J. Patrick Gannon, Soul Survivors: A New Beginning for Adults Abused as Children (New York: Simon and Schuster, 1989).

This book is full of detailed information and does personalize it by following the stories of six survivors. It is a good source for information and ideas, but I felt that he had too rigid an idea of the process of healing.

The first sections of the book deal with coming to understand that you were abused and how it has affected your life. Gannon then divides the healing process into 21-steps, though he says everyone doesn't follow the same order. He gives a lot of attention to inner-child work, but seems to reserve the DID diagnoses only for extreme cases. He does believe in the value of 12-step and other self-help groups.

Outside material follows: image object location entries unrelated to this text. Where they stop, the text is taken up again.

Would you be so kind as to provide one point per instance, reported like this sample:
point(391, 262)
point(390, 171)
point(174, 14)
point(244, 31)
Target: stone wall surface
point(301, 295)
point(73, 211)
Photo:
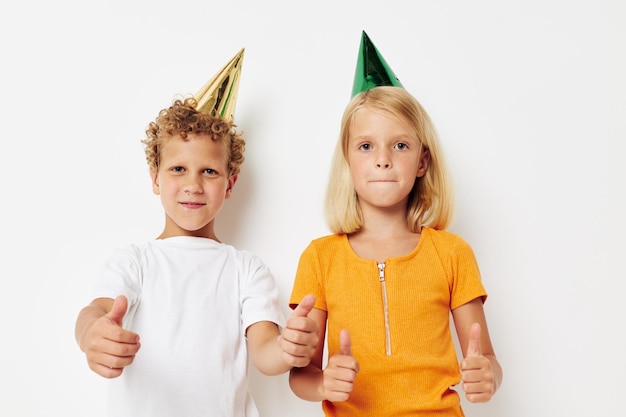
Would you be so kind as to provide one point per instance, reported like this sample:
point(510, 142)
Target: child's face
point(385, 158)
point(193, 182)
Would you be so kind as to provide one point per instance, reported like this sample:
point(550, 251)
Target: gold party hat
point(219, 94)
point(371, 69)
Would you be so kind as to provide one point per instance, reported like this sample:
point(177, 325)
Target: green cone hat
point(371, 69)
point(219, 94)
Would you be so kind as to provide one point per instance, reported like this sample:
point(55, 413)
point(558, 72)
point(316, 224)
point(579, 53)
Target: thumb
point(118, 311)
point(473, 346)
point(345, 344)
point(305, 306)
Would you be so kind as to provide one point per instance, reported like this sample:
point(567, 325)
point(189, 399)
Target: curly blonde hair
point(182, 119)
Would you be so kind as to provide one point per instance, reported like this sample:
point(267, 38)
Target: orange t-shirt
point(407, 360)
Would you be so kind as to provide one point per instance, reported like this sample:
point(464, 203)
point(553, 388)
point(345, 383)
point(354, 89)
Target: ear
point(423, 163)
point(231, 183)
point(154, 176)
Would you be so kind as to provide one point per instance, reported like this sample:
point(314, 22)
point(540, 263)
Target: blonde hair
point(182, 119)
point(430, 201)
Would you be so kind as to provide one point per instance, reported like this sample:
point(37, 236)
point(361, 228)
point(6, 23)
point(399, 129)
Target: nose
point(383, 160)
point(192, 185)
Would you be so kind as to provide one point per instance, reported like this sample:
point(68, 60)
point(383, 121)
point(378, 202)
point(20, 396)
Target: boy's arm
point(99, 333)
point(333, 383)
point(274, 353)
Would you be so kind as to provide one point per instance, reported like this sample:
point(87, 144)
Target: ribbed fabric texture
point(422, 288)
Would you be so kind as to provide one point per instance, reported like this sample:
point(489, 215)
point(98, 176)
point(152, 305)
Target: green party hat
point(219, 94)
point(371, 69)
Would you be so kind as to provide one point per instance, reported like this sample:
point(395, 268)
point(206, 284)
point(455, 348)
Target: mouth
point(191, 204)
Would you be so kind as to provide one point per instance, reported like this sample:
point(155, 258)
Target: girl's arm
point(481, 372)
point(308, 382)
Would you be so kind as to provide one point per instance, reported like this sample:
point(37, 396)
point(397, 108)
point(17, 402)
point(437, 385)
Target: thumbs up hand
point(108, 347)
point(300, 337)
point(341, 371)
point(477, 375)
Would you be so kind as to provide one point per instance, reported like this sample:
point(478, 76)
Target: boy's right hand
point(340, 373)
point(109, 347)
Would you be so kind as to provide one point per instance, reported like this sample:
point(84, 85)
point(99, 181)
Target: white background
point(529, 98)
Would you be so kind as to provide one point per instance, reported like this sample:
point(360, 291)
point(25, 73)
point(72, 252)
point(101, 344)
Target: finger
point(473, 346)
point(118, 311)
point(345, 344)
point(305, 306)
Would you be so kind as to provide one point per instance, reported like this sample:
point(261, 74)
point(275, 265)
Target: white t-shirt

Wendy Maltz, The Sexual Healing Journey: A Guide for Survivors of Sexual Abuse (New York: Harper Perennial, 1991.)

This book is very highly recommended by everyone whom I have seen mention it. I am taking it very slowly, so I am posting it here before I finish it, but so far I think very highly of it. Very gentle and open to the idea that different people follow different paths.

Alan Marshall, People in Pieces: Multiple Personality in Milder Forms Greater Numbers (Highland City, FL: Rainbow Books, 1993).

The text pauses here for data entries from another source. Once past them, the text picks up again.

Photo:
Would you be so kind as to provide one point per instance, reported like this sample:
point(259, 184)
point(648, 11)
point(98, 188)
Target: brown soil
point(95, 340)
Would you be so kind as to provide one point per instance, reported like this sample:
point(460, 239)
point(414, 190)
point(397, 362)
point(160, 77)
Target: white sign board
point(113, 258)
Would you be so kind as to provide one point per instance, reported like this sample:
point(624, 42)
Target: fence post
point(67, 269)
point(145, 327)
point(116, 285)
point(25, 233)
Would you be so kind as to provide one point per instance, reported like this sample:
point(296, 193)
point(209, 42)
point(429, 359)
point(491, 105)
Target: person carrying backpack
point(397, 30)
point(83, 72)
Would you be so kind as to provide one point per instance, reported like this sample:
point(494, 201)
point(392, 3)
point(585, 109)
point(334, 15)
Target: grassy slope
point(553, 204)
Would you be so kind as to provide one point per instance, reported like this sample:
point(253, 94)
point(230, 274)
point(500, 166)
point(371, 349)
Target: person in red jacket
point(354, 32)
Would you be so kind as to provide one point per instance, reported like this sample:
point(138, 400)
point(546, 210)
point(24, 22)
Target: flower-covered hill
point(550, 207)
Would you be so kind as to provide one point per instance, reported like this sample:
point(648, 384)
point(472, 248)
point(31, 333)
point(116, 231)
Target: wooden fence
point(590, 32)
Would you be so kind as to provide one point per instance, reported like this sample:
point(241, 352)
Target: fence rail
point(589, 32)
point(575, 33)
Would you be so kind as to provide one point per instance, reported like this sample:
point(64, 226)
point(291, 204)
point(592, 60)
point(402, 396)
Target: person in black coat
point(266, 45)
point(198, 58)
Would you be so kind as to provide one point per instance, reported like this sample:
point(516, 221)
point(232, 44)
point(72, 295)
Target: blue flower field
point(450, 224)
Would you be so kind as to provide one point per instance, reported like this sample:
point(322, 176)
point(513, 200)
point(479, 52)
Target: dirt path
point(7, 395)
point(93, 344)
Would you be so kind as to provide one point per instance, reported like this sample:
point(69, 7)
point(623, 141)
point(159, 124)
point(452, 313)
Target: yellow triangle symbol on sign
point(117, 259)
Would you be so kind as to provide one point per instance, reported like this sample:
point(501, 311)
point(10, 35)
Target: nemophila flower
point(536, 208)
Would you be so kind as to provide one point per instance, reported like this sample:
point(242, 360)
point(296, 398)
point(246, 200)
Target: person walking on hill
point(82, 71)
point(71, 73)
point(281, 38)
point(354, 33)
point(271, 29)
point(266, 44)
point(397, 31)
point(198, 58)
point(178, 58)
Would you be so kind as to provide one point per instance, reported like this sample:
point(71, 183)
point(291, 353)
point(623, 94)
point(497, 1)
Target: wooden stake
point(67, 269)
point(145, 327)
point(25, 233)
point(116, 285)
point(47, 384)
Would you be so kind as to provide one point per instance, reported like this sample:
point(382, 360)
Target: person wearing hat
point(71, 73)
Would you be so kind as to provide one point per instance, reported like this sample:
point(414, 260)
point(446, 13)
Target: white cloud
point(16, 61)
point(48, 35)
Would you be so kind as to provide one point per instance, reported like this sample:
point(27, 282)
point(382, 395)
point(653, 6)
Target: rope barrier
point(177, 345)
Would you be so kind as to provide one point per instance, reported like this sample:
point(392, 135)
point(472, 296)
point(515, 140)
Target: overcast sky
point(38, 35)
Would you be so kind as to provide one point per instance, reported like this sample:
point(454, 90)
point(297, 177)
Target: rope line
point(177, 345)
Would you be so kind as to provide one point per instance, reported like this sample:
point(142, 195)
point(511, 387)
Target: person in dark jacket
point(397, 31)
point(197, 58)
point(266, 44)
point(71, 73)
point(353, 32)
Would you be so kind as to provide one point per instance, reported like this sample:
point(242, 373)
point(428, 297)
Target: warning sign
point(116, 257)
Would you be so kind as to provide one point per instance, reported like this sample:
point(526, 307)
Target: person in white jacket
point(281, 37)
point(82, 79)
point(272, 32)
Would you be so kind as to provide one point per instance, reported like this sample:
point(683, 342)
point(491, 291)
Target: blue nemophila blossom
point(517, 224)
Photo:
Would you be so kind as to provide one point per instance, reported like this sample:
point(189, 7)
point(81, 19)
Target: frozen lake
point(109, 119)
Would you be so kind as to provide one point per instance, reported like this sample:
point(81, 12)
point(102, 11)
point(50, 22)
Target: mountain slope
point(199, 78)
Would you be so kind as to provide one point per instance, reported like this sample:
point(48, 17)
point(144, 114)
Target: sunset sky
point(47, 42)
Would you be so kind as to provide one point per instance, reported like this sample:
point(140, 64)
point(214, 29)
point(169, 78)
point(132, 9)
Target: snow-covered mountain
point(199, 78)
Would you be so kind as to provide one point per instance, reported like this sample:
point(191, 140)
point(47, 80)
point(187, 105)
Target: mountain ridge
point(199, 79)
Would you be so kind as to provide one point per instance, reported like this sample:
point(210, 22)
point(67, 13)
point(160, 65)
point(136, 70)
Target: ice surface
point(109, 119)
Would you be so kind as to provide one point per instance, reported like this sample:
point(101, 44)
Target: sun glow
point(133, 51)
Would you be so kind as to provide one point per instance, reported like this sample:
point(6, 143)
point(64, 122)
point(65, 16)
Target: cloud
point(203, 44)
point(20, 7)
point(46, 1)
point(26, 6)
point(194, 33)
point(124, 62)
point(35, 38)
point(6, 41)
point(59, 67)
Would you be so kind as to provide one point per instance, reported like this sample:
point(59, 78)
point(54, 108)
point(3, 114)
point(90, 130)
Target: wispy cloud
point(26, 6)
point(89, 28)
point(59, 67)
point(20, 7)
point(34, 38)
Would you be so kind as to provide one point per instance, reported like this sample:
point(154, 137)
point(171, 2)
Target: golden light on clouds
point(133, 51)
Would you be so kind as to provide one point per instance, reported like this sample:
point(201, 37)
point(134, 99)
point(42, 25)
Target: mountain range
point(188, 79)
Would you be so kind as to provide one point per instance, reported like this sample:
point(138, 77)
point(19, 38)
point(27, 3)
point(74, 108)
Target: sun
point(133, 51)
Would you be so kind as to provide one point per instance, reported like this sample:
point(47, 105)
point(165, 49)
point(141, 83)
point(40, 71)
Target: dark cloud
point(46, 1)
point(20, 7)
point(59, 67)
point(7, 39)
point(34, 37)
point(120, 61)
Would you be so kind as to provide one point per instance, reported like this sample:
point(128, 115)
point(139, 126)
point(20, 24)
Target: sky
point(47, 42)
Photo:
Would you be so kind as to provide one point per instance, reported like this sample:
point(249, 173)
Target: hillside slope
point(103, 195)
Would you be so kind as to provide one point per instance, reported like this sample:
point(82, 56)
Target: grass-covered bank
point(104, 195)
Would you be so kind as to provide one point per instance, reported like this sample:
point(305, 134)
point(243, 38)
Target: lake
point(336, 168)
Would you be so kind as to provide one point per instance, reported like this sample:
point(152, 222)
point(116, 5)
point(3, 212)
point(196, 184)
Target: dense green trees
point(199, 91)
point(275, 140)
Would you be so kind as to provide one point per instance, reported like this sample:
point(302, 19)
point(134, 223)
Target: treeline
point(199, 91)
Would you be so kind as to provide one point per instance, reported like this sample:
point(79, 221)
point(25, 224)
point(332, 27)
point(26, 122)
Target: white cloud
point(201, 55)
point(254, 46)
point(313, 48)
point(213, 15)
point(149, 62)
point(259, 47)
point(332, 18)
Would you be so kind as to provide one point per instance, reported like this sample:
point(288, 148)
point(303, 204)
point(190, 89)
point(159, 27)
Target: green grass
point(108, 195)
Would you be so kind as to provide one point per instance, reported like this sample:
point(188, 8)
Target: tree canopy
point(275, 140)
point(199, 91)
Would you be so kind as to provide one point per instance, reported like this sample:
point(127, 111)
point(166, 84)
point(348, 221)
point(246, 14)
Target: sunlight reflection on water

I ought to like this book. It is about how you can be multiple without being like Sybil. But I don't. I feel like he hasn't gotten his own thinking clear. He tries to define something he calls 'Ego State Disorder' as a separate category from DID. But the more I read his examples, the more they sound like DID. In the end, I decided not to loan this book to a family member because I felt it would encourage minimizing (particularly because he states that the milder disorder, he defines, is caused by milder abuse).